Хандж, принес сухих веток и разжёг костер. Я обрадовался, что скоро будет чай, хотелось пить. Вскоре, забурлил кипяток, забрякали стеклянные стопки. «Водочки бы счас!» - подумал мечтательно я: «так клево!» Видимо подслушав мои мысли Хандж протянул мне пятидесяти граммовый  стаканчик зеленого чая. Оценив заботу, я пригубил и похвалил, его: «Чай, Во!» Но распивать чаи было некогда, солнце уже почти село и я, держа в одной руке стопочку, другой продолжал работать пастелью. Допив одну, попросил другую, но уже без сахара. Без сахара оказалось еще хуже, и я пожалел, что его не было. Терпкий и горький напиток сводил скулы. Я вспомнил про оливки. Как же здесь все непросто!
Зино со своим новым знакомым пришел затемно. Я уже стал беспокоился, что они заблудились или их кто-нибудь съел. Но они бодрые и веселые появились внезапно из темноты, подошли к костру, который продолжал жечь Хандж, поджидая их с уже заваренным чаем. Я спросил, нельзя ли тут заночевать? Зино, как обычно засмеялся: «Нет, нет, Арсени, это непринято!» Но когда он со смехом перевел мою просьбу остальным, те стали что-то дружно и с горящими глазами обсуждать. Даже я, с моим плохим алжирским, угадывал, что они обсуждают детали предстоящего мероприятия.  Обрадованный таким поворотом сюжета, я начал строить планы: шашлычок, то-се, а спать-мол можно и в домах. Меня вежливо выслушали, но сказали, что в домах спать не нужно, есть палатки, и на счет шашлыка – у них другие местные изыски. И мы договорились приехать сюда с ночевкой завтра.
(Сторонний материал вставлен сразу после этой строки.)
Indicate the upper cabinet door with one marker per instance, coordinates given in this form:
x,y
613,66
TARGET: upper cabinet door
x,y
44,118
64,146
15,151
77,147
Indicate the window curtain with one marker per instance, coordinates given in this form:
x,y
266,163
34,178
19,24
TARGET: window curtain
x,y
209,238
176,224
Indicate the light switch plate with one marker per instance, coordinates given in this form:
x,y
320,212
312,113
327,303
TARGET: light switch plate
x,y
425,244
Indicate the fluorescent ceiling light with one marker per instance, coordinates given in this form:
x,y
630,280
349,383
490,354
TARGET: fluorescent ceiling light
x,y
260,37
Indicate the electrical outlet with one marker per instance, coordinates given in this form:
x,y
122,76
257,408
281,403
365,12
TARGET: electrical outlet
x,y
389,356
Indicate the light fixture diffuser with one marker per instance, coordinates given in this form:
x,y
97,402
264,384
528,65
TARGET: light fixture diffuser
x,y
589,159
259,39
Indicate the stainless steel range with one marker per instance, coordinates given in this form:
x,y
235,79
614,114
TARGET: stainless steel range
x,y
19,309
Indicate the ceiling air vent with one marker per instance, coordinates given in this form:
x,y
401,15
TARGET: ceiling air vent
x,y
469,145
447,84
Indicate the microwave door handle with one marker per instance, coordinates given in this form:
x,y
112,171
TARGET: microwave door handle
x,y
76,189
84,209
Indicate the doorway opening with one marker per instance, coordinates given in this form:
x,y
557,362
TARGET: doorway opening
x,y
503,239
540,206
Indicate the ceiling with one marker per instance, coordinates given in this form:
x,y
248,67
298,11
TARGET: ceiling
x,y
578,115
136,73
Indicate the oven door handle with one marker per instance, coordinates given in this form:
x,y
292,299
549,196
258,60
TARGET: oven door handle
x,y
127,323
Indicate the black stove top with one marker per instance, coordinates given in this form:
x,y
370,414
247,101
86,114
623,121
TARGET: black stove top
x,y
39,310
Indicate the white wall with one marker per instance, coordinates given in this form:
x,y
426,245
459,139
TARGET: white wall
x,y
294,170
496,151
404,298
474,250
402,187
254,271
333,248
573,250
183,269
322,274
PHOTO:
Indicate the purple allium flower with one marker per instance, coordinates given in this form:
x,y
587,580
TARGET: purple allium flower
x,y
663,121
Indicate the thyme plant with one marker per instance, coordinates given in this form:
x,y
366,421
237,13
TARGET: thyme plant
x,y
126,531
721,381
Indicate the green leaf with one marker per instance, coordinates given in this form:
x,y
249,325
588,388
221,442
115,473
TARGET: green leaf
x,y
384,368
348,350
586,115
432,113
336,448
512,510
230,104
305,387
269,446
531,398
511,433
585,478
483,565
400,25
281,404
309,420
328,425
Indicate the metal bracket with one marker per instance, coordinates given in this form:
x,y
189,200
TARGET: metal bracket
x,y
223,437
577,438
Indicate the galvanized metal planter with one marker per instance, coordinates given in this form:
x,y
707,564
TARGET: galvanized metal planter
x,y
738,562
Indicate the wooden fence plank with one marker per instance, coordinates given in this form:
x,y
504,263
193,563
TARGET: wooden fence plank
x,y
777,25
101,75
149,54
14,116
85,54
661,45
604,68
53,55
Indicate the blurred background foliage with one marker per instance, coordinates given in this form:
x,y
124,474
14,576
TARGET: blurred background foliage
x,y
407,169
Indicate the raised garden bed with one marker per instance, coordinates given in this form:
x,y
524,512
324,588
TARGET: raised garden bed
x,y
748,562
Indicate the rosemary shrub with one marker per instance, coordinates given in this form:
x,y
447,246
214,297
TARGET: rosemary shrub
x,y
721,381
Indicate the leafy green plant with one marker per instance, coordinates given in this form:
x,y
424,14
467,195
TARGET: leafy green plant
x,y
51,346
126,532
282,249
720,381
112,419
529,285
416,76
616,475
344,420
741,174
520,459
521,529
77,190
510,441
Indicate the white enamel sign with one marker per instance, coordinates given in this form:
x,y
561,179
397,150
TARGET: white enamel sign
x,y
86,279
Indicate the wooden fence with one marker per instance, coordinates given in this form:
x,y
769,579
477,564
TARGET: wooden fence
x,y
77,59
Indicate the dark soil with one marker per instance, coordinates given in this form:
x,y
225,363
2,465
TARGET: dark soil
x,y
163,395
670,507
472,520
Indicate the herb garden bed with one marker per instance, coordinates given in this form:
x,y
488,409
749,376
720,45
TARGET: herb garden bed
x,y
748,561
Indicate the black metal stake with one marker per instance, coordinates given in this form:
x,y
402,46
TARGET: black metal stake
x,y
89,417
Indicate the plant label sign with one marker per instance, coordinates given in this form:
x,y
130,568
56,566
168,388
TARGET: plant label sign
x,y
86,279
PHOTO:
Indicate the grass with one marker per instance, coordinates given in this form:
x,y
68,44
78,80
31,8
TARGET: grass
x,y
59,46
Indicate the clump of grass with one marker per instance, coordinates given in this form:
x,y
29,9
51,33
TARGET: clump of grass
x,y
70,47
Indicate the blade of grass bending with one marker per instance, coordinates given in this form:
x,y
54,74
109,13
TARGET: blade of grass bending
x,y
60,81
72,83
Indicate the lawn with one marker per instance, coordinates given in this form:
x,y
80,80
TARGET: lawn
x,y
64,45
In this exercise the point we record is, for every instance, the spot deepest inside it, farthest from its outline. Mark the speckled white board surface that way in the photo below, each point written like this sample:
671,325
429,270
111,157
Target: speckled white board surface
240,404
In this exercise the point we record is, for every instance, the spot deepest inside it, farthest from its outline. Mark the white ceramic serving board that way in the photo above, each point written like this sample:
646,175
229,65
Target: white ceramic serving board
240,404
Уже почти в полной темноте мы вышли к машине и потом долго петляли между страшных чудишь, в которые превратились корявые пальмы то тут, то там перегораживавшие нам дорогу. Еще раз, я представил себе эти места столетие назад. Ночных всадников на верблюдах, с горящими факелами и глазами.
В Игли мы вернулись уже совсем поздно. Зино пошел ставить во двор машину, а я сел скидывать в ноутбук фотографии. В это время мне почудилось, где-то вдали застучали барабаны, заиграла музыка и какой-то певец поет песни. Сначала я не придал этому значения. Но музыка становилась все сильнее и сильнее, барабаны звучали все более задорно, а голоса все громче. Я вышел на балкон. Оказалось, что это не слуховые галлюцинации.  В Игли что-то происходило. Какой-то местный певец под барабаны и гитару пел достаточно непривычные, для моего слуха, ритмичные и зажигательные песни. Слышались одобрительные крики. Было ощущение, что где-то идет концерт местной группы. Я предложил Зино пойти прогуляться по вечернему Игли и послушать концерт. Но Зино сказал, что нам идти нельзя, потому что уже стоят патрули. Что он имел ввиду, я так и не понял. Может просто не хочет идти пешком, ведь машина уже стоит во дворе нашей гостиницы, и ворота заперты. А где-то идет большое веселье! Потом я узнал, что это была свадьба, а на свадьбу и у нас чужим ходить «не принято».
Так закончился мой первый день в пустыне.